Os petistas são craques nessa artimanha, que visa a criar confusão e a obrigar os adversários a passar a campanha justificando posições que eles nunca tiveram. No segundo turno da campanha de 2006, por exemplo, o então presidente Luiz Inácio Lula da Silva, candidato à reeleição, acusou o adversário tucano, Geraldo Alckmin, de planejar privatizar a Petrobrás, o Banco do Brasil e a Caixa Econômica Federal. "Não há nenhuma linha do meu programa de governo que diga isso", tentou responder Alckmin, em vão. Ele teve de passar todo o resto da campanha negando o que nunca dissera e chegou a vestir um casaco e um boné com marcas de estatais para tentar desfazer o estrago.
Em campanhas eleitorais, como ensinou a própria Dilma, há quem se prontifique a fazer "o diabo" para ganhar. Mesmo assim, espera-se um mínimo de racionalidade - para não falar em respeito a princípios éticos - nos debates entre os candidatos, especialmente da parte de quem já ocupa a Presidência da República. Além disso, o tema das mudanças na legislação trabalhista não pode ser tratado dessa forma leviana.
É bom que se frise que nenhum dos três principais candidatos deixou claro quais são suas propostas a esse respeito. Marina, por exemplo, admite que ainda não definiu o que pretende mudar. "É uma discussão delicada e ainda não está resolvida dentro da nossa aliança", disse ela. Essa indefinição trai o receio de ser vista como algoz dos trabalhadores.
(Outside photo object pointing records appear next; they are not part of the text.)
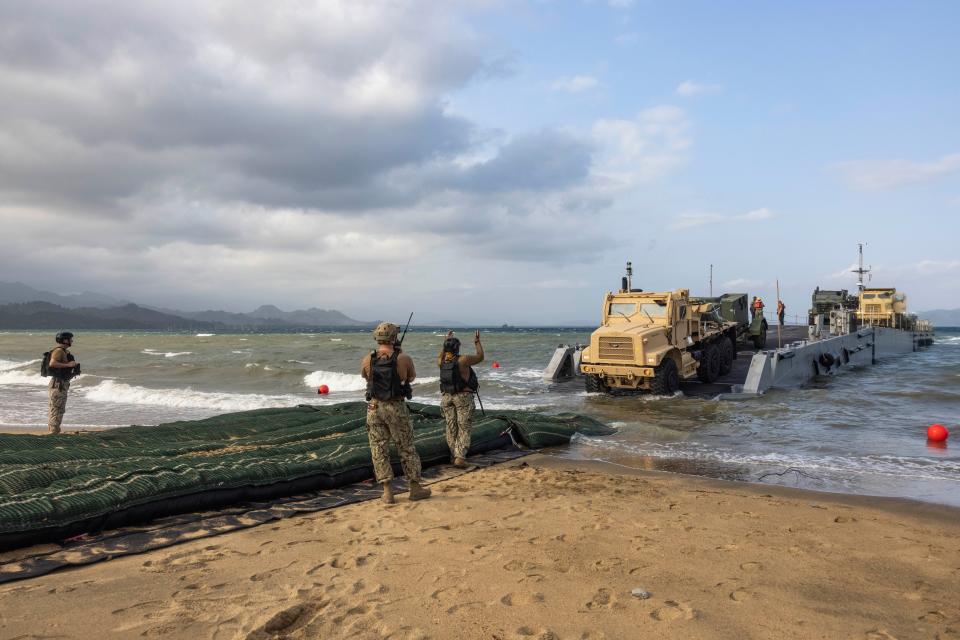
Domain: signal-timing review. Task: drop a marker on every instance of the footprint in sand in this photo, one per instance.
(607, 564)
(281, 622)
(537, 634)
(933, 617)
(521, 599)
(602, 599)
(520, 565)
(671, 611)
(741, 595)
O problema é que o algoz dos trabalhadores e do mercado de trabalho é justamente a inadequação da CLT aos novos tempos. Herança do Estado Novo varguista, essa legislação encarece a contratação de mão de obra, dificulta as negociações salariais e não reconhece vínculos empregatícios distintos dos tradicionais. É também essa legislação, tratada como texto sagrado pelos tribunais e por alguns sindicatos, que impede que empresas e empregados acertem as condições de trabalho que considerem mais adequadas. Não raro, acordos que, por exemplo, flexibilizam horários de expediente são rejeitados na Justiça do Trabalho com base na CLT.
O eleitor, seja ele trabalhador ou empresário, tem o direito de saber o que pensam os candidatos a respeito desse assunto. Mas parece que a mistificação vai, de novo, prevalecer.